Hikayenin en son noktada geldiği sürpriz sona bakıldığında serinin geleceğini merak ettirdiğini söyleyebilirim. Yönetmen Todd Phillips şimdilik üçüncü bir Joker filmi çekmeyeceğini söylese de serinin kaderini zaman gösterecek. Joaquin Phoenix'in performansının bir kez daha mükemmel olduğunu düşünüyorum. Lady Gaga'nın geçmişi hakkında çok az şey bildiğimiz Harleen "Lee" Quinn karakterinde elinde geleni yaptığını düşünüyorum. Ancak karakter çok derinlikli yazılmış bir karakter değil. Yan rollerde Brendan Gleeson, Catherine Keener, Steve Coogan gibi usta isimleri gördüğümüzü de belirteyim. Ayrıca ilk filmin akılda kalıcı karakteri, Fleck'in cüce arkadaşı Puddles'ın göründüğü sahnede filme derinlik getirdiğini de belirtmeliyim.

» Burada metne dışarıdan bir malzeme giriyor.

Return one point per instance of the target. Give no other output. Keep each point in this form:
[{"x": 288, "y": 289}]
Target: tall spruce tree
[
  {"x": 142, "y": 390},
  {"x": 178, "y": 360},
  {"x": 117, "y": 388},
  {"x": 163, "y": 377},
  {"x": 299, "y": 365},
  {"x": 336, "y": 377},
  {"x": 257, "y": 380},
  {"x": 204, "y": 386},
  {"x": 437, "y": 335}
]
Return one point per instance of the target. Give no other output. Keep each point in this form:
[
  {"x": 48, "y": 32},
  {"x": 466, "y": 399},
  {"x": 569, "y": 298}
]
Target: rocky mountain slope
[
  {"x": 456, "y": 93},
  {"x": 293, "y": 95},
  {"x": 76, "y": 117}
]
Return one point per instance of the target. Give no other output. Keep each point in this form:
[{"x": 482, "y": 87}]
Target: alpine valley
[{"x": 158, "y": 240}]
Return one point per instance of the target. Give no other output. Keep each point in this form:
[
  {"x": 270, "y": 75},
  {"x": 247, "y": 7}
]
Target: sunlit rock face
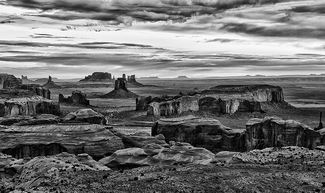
[
  {"x": 201, "y": 132},
  {"x": 98, "y": 77},
  {"x": 275, "y": 132},
  {"x": 156, "y": 155},
  {"x": 30, "y": 106},
  {"x": 77, "y": 97},
  {"x": 41, "y": 140},
  {"x": 9, "y": 81},
  {"x": 38, "y": 90},
  {"x": 225, "y": 99}
]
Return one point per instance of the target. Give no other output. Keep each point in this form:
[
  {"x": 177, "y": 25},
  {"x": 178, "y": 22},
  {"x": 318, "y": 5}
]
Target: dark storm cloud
[
  {"x": 320, "y": 8},
  {"x": 85, "y": 45},
  {"x": 275, "y": 31},
  {"x": 138, "y": 10}
]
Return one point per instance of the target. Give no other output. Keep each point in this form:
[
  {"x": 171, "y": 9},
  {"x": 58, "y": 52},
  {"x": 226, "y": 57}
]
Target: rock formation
[
  {"x": 30, "y": 106},
  {"x": 77, "y": 97},
  {"x": 9, "y": 81},
  {"x": 153, "y": 154},
  {"x": 98, "y": 77},
  {"x": 25, "y": 80},
  {"x": 132, "y": 82},
  {"x": 30, "y": 120},
  {"x": 40, "y": 170},
  {"x": 37, "y": 89},
  {"x": 85, "y": 115},
  {"x": 201, "y": 132},
  {"x": 51, "y": 84},
  {"x": 5, "y": 160},
  {"x": 275, "y": 132},
  {"x": 285, "y": 155},
  {"x": 225, "y": 99},
  {"x": 120, "y": 90},
  {"x": 43, "y": 140},
  {"x": 140, "y": 139}
]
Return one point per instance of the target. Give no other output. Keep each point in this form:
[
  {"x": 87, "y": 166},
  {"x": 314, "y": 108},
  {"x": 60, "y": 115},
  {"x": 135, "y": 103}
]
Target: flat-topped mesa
[
  {"x": 77, "y": 97},
  {"x": 8, "y": 81},
  {"x": 201, "y": 132},
  {"x": 225, "y": 99},
  {"x": 132, "y": 82},
  {"x": 120, "y": 83},
  {"x": 260, "y": 93},
  {"x": 120, "y": 90},
  {"x": 30, "y": 106},
  {"x": 51, "y": 84},
  {"x": 98, "y": 77},
  {"x": 37, "y": 89},
  {"x": 275, "y": 132}
]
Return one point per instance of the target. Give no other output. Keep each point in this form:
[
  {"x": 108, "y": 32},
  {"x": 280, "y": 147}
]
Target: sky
[{"x": 164, "y": 38}]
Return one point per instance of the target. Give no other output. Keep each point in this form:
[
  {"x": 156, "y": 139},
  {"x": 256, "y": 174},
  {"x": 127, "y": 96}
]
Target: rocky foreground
[{"x": 289, "y": 169}]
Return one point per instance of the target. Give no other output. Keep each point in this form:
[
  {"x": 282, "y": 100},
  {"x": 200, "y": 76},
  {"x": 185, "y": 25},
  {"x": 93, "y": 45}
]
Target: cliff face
[
  {"x": 30, "y": 106},
  {"x": 98, "y": 77},
  {"x": 38, "y": 90},
  {"x": 120, "y": 90},
  {"x": 225, "y": 99},
  {"x": 275, "y": 132},
  {"x": 9, "y": 81},
  {"x": 201, "y": 132},
  {"x": 31, "y": 141},
  {"x": 77, "y": 97},
  {"x": 229, "y": 106}
]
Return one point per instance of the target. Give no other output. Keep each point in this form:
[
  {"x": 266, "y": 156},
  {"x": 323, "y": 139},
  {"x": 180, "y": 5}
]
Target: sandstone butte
[{"x": 224, "y": 99}]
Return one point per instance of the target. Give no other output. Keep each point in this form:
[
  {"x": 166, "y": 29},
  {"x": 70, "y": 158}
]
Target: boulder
[
  {"x": 40, "y": 140},
  {"x": 98, "y": 77},
  {"x": 140, "y": 139},
  {"x": 38, "y": 90},
  {"x": 174, "y": 107},
  {"x": 156, "y": 155},
  {"x": 201, "y": 132},
  {"x": 275, "y": 132},
  {"x": 120, "y": 90},
  {"x": 85, "y": 115},
  {"x": 285, "y": 155},
  {"x": 224, "y": 99},
  {"x": 30, "y": 120},
  {"x": 30, "y": 106},
  {"x": 42, "y": 170},
  {"x": 77, "y": 97},
  {"x": 8, "y": 81},
  {"x": 51, "y": 84},
  {"x": 5, "y": 160}
]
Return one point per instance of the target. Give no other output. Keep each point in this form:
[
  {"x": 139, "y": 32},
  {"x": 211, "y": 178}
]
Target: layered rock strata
[
  {"x": 77, "y": 97},
  {"x": 227, "y": 99},
  {"x": 201, "y": 132},
  {"x": 30, "y": 106},
  {"x": 275, "y": 132},
  {"x": 42, "y": 140}
]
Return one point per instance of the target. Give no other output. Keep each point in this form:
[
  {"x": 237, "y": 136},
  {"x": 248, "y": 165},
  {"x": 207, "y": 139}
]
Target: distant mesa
[
  {"x": 9, "y": 81},
  {"x": 223, "y": 99},
  {"x": 150, "y": 77},
  {"x": 120, "y": 90},
  {"x": 77, "y": 98},
  {"x": 50, "y": 84},
  {"x": 98, "y": 77}
]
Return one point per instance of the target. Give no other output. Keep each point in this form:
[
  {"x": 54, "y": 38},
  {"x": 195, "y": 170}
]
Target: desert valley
[{"x": 128, "y": 134}]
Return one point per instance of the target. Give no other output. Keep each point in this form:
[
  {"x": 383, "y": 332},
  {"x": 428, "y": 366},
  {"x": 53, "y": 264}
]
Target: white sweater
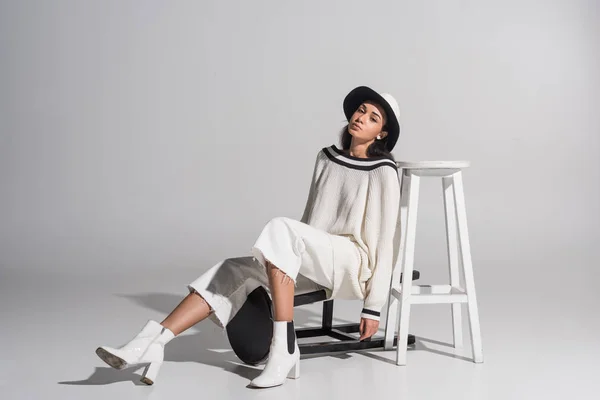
[{"x": 359, "y": 197}]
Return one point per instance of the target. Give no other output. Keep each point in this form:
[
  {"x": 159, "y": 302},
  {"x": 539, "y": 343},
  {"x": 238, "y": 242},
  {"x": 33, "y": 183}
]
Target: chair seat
[
  {"x": 432, "y": 164},
  {"x": 251, "y": 329}
]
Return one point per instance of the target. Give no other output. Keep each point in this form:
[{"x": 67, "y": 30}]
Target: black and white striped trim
[
  {"x": 364, "y": 164},
  {"x": 366, "y": 313}
]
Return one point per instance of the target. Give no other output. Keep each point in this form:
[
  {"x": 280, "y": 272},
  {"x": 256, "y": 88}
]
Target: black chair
[{"x": 251, "y": 330}]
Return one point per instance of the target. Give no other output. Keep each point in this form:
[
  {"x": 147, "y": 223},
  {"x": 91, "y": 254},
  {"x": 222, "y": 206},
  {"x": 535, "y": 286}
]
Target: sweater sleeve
[
  {"x": 382, "y": 210},
  {"x": 311, "y": 194}
]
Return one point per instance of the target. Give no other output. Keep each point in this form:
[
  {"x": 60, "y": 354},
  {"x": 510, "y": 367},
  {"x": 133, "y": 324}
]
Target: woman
[{"x": 346, "y": 242}]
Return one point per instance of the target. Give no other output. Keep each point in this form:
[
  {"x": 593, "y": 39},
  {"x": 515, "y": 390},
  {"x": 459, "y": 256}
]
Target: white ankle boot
[
  {"x": 146, "y": 347},
  {"x": 284, "y": 357}
]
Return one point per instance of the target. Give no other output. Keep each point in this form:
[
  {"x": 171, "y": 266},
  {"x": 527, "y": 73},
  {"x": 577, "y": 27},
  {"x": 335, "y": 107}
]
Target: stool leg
[
  {"x": 407, "y": 268},
  {"x": 452, "y": 243},
  {"x": 392, "y": 311},
  {"x": 465, "y": 247}
]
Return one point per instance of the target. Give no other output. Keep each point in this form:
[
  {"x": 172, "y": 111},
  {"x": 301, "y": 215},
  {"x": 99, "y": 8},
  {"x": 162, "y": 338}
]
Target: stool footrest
[
  {"x": 345, "y": 341},
  {"x": 433, "y": 294}
]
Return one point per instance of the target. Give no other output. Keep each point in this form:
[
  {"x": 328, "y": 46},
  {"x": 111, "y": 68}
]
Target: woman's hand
[{"x": 368, "y": 327}]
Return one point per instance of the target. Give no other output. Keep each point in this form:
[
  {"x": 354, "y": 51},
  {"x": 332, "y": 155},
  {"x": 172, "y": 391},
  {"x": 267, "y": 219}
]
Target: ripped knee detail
[
  {"x": 276, "y": 273},
  {"x": 210, "y": 309}
]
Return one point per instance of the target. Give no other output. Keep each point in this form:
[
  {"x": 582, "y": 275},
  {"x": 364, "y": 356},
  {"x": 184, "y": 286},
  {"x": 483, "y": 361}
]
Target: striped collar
[{"x": 338, "y": 156}]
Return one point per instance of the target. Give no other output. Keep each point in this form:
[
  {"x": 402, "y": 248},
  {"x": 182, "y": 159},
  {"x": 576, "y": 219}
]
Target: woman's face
[{"x": 367, "y": 122}]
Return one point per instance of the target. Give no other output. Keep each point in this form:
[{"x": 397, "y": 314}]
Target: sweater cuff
[{"x": 370, "y": 314}]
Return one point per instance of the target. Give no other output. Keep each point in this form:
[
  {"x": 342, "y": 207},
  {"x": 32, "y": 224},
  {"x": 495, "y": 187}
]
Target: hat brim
[{"x": 363, "y": 93}]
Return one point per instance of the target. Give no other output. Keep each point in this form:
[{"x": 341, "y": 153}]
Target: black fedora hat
[{"x": 363, "y": 93}]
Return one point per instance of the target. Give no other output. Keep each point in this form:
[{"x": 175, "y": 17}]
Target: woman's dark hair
[{"x": 376, "y": 149}]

Joker : İkili Delilik, yönetmen Todd Phillips'in yine orijinal bir iş ortaya koyabilme konusundaki tüm çabasına rağmen bence ilk filmin sürükleyiciliği ve kendi içinde doğal bir şekilde derinleşip gidebilen halinin yanından geçemiyor. Filmin derinleşmek ve başarılı karanlık, kasvetli bir drama olabilmek için kendisini kasan bir havası var. Oysa ortadaki hikaye maalesef böyle bir derinliğe sahip değil. Fleck'in kendi içindeki mücadelenin ortaya çıktığı son bölümler filme belli bir çıtayı atlatıyor ve dikkate değer bir film olmasını sağlıyor. Ancak oraya kadar özellikle ilk 1,5 saatte film çok fazla tekrara düşüyor ve bir türlü gelişemiyor. Hastane/hapishane draması ve mahkeme draması türleri açısından da orijinal bir sonucun olmadığını düşünüyorum. Filmin görsel dünyasının ilk filmdeki gibi çok başarılı kurulduğunu belirtelim. Belirttiğimiz alt türlerin her birinde farklı tonlarına ağırlıkta olduğu güçlü bir görsel yapı kuruluyor.
Genel toplamda Joker : İkili Delilik ilk filmin hayranlık duyduğum havasının çok uzağında olsa da kendi içinde tutarlı ve orijinal olmaya çalışan bir devam filmi.